La práctica del canibalismo era más común de lo que sospechaba. La fiesta era en una casa grande y los cuartos susurraban travesuras de engaños, amores pasionales y algunos errores que se desayunarían por la mañana. Todo marchaba a la perfección, un poco de alcohol y luz de estrellas murmuraban que sería una de las noches más cordiales del año o al menos así lo pensábamos hasta que, todo estalló.
Íbamos detrás de todas las señales de la sinfonía de lo posible, lo oculto entre las rendijas, iba acompañado por algunas míseras migajas de los recuerdos de ayer, la partida del verano y el comienzo de un invierno sin animales nocturnos ni seres que se involucrarían con nosotros para librarnos del miedo por dejar de existir y remediar nuestra nula existencia en el caos del orden.

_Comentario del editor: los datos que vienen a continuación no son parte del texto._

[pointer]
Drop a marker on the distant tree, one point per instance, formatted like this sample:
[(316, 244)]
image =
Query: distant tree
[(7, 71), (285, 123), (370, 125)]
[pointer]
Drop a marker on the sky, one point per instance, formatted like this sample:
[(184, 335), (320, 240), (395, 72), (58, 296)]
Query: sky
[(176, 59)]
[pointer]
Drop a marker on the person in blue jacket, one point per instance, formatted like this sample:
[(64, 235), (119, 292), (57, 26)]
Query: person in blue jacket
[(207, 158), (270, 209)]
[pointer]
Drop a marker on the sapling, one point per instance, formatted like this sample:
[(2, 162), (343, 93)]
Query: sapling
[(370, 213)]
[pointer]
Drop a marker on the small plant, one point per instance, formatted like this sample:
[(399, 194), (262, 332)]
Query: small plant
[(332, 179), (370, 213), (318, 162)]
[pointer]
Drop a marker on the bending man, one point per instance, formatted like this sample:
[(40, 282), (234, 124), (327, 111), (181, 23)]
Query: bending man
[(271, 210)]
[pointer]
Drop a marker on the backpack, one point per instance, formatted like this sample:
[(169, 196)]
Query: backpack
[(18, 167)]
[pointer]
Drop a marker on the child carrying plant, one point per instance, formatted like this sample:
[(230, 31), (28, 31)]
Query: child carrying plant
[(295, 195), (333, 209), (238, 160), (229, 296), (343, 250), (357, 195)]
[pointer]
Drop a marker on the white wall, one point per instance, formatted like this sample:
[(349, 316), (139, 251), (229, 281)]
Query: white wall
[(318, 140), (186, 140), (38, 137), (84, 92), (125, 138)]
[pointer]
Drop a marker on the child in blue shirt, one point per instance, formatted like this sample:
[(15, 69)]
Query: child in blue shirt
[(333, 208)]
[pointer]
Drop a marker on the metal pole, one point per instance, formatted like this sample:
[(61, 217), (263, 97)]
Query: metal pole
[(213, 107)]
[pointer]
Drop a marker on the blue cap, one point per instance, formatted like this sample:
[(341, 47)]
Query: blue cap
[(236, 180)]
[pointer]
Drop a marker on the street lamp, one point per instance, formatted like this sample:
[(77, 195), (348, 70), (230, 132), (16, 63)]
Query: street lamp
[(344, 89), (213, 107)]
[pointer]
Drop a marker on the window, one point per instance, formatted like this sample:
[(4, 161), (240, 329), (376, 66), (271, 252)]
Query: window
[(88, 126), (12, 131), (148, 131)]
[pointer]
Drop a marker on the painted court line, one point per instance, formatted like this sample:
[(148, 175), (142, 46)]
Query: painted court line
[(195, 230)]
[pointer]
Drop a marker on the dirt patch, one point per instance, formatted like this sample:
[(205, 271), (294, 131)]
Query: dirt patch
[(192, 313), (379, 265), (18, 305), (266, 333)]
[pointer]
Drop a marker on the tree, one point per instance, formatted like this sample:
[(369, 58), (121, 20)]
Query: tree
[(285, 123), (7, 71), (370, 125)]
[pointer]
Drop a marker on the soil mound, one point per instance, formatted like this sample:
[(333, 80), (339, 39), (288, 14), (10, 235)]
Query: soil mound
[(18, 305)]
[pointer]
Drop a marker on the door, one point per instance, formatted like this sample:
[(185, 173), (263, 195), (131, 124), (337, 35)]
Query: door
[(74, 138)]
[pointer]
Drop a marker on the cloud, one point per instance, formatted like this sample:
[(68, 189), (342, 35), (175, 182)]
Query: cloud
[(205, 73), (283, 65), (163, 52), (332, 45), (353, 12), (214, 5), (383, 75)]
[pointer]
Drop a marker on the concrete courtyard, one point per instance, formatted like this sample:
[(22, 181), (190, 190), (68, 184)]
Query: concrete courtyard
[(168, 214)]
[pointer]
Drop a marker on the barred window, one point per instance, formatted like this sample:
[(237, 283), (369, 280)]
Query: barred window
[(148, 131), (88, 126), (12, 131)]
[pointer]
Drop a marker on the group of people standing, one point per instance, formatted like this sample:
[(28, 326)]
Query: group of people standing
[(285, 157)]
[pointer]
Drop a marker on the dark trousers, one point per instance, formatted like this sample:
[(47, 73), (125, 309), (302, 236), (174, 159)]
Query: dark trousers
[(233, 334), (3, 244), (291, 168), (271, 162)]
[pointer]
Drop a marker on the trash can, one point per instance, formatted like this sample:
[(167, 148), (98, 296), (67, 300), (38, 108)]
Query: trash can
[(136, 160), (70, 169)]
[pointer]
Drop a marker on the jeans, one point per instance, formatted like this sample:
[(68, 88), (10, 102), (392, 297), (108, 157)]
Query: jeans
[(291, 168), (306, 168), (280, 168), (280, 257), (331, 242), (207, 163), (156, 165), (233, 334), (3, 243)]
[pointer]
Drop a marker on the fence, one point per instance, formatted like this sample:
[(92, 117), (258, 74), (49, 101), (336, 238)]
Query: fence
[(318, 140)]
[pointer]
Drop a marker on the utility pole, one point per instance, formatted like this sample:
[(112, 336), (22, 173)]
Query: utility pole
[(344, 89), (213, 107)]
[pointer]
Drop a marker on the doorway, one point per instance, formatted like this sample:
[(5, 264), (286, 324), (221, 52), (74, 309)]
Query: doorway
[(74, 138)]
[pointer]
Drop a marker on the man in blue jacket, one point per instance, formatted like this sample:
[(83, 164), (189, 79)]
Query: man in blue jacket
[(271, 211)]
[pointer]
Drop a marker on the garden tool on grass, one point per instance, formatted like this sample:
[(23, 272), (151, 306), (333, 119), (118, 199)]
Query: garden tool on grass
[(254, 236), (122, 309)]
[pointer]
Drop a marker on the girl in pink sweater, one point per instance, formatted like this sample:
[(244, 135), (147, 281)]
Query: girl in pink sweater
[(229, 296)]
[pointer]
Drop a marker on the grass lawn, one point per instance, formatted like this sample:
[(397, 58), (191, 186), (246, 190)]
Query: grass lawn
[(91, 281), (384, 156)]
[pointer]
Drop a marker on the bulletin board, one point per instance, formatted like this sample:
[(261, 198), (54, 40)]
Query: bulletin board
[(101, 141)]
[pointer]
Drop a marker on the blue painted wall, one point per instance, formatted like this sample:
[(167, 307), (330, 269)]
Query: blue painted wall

Había sólo dos caminos, promover el insípido sabor de nuestra saliva al dormir o procurar mantenernos despiertos hasta que pasara el amanecer, mismo que, todos tratábamos de alcanzar, pensábamos que, los tonos del alba sanarían las cicatrices que promovíamos con el paso del tiempo.
Nada funcionó, acariciábamos nuestras mejillas, tocábamos nuestra piel con palabras que detallaban el calor, tratando de remediar el frío intenso del universo.
– ¿Ya habrá amanecido en otro lugar?
– No lo sé, no lo creo, ya habríamos renacido.
Las preguntas cobijaban la inmaculada sospecha de haber elegido el camino incorrecto, lleno de basura y suciedad.
Sin embargo, estábamos juntos, luchando por no ser devorados por los deseos de alguien más, tratando de permanecer en el anonimato de los más salvajes, con ganas de bailar toda la noche, morir y gritar al cielo el grisáceo mundo que nos habíamos dejado.
Aquella madrugada nunca terminó, jamás amaneció.